HONG KONG (Reuters) – Hong Kong people are less trusting of Chinese novel coronavirus vaccines than those made in Europe and the United States, with fewer than 30% of people questioned in a survey finding China’s Sinovac vaccine acceptable.
The survey by the University of Hong Kong, in which up to 1,000 people were polled this month, showed that general acceptance of vaccines in the Chinese special administrative region was low, with only 46% likely to take a COVID-19 vaccine.
Trust was significantly lower in the Sinovac vaccine, with 29.5% of respondents accepting it compared with 56% of people who would take one produced by Germany’s BioNTech and 35% who would take one produced by AstraZeneca Plc and Oxford University.

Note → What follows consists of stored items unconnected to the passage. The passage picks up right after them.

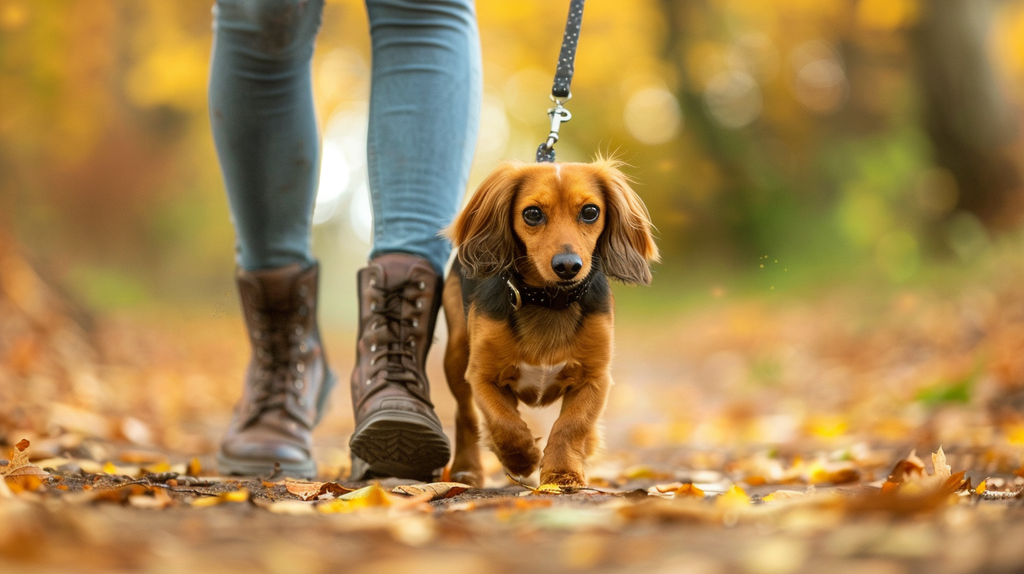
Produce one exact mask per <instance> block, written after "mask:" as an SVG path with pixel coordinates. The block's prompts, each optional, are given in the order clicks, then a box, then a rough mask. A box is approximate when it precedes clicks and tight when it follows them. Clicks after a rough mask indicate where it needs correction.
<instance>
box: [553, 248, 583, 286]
mask: <svg viewBox="0 0 1024 574" xmlns="http://www.w3.org/2000/svg"><path fill="white" fill-rule="evenodd" d="M551 268H552V269H554V270H555V273H557V274H558V276H559V277H561V278H563V279H565V280H569V279H571V278H572V277H574V276H577V274H579V273H580V269H583V259H580V256H579V255H577V254H574V253H559V254H558V255H556V256H554V257H552V258H551Z"/></svg>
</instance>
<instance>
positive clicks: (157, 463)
mask: <svg viewBox="0 0 1024 574" xmlns="http://www.w3.org/2000/svg"><path fill="white" fill-rule="evenodd" d="M170 470H171V465H170V462H168V461H167V460H161V461H160V462H157V463H155V465H148V466H145V467H142V472H143V473H153V474H155V475H156V474H160V473H166V472H168V471H170Z"/></svg>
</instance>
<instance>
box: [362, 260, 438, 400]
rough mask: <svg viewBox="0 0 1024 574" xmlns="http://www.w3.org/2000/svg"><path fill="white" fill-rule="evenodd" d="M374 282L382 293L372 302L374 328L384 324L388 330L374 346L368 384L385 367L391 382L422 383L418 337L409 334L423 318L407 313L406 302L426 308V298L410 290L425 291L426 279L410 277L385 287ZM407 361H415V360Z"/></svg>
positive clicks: (378, 327)
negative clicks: (374, 301) (418, 366)
mask: <svg viewBox="0 0 1024 574" xmlns="http://www.w3.org/2000/svg"><path fill="white" fill-rule="evenodd" d="M370 286H371V288H373V289H374V290H376V291H377V293H378V295H379V298H378V301H376V302H372V303H371V305H370V311H371V312H372V313H373V319H372V321H371V323H370V330H371V332H373V330H376V329H377V328H379V327H380V326H382V325H383V326H385V327H386V330H385V332H384V335H378V337H377V339H376V341H375V342H374V343H373V344H372V345H371V346H370V352H371V354H372V356H373V358H372V359H371V360H370V365H371V367H372V368H373V370H371V372H370V373H369V379H368V380H367V385H370V384H372V383H373V380H374V379H375V378H376V376H377V374H378V373H379V372H381V371H384V380H385V381H386V382H388V383H397V384H401V385H404V386H407V387H408V386H410V385H418V384H419V378H418V377H417V376H416V374H415V373H416V372H417V368H416V339H415V337H411V336H409V335H408V332H409V330H411V329H415V328H418V327H419V318H418V317H409V316H407V313H406V311H404V306H406V305H407V304H410V305H413V306H415V307H416V308H417V309H422V308H423V299H422V298H417V297H415V296H412V295H410V294H409V292H410V290H411V289H417V290H419V291H421V292H422V291H424V290H425V289H426V284H425V283H424V282H423V281H417V280H412V279H410V280H406V281H402V282H401V283H398V284H396V285H394V286H391V288H382V286H379V285H377V284H376V282H375V281H371V283H370ZM407 361H411V362H412V364H409V363H408V362H407Z"/></svg>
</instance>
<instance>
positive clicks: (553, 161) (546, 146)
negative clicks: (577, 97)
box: [537, 94, 572, 162]
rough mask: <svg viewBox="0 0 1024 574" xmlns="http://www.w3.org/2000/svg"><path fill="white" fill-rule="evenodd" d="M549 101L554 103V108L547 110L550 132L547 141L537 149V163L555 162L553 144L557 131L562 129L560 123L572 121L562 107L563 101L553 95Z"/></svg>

Hong Kong’s government has ordered 7.5 million doses of the Sinovac vaccine and said it would be the first to arrive in the Asian financial hub, in January.
But the arrival of the vaccine has since been delayed and the government said it is waiting for more clinical information.
Before the pandemic arrived in Hong Kong in January 2020, the former British colony was roiled by months of anti-government and anti-China protests driven by a perception that Beijing was pushing the semi-autonomous city onto a more authoritarian path.
“How do you repair a trust deficit? I think there’s no quick and easy way,” Professor Gabriel Leung, dean of the University of Hong Kong’s medical school, told a press briefing on the survey results, referring to the Sinovac vaccine.
“I think there is only one way, and that’s openness and really allowing science to lead.”
Hong Kong formally approved use of a Fosun Pharma-BioNTech vaccine on Monday, the first vaccine to be accepted in the city. The first batch of one million doses is expected to arrive in the second half of February.
Hong Kong has secured a total of 22.5 million doses of COVID-19 vaccine from Fosun Pharma-BioNTech, Sinovac and Oxford-AstraZeneca, the city government leader Carrie Lam said in December.
Fosun Pharma is German drug manufacturer BioNTech’s partner in Greater China and is responsible for the cold-chain management, storage and distribution. The vaccines are being manufactured in Germany.
Hong Kong has largely managed to keep the coronavirus under control. It has had 10,283 cases and 174 deaths over the past year.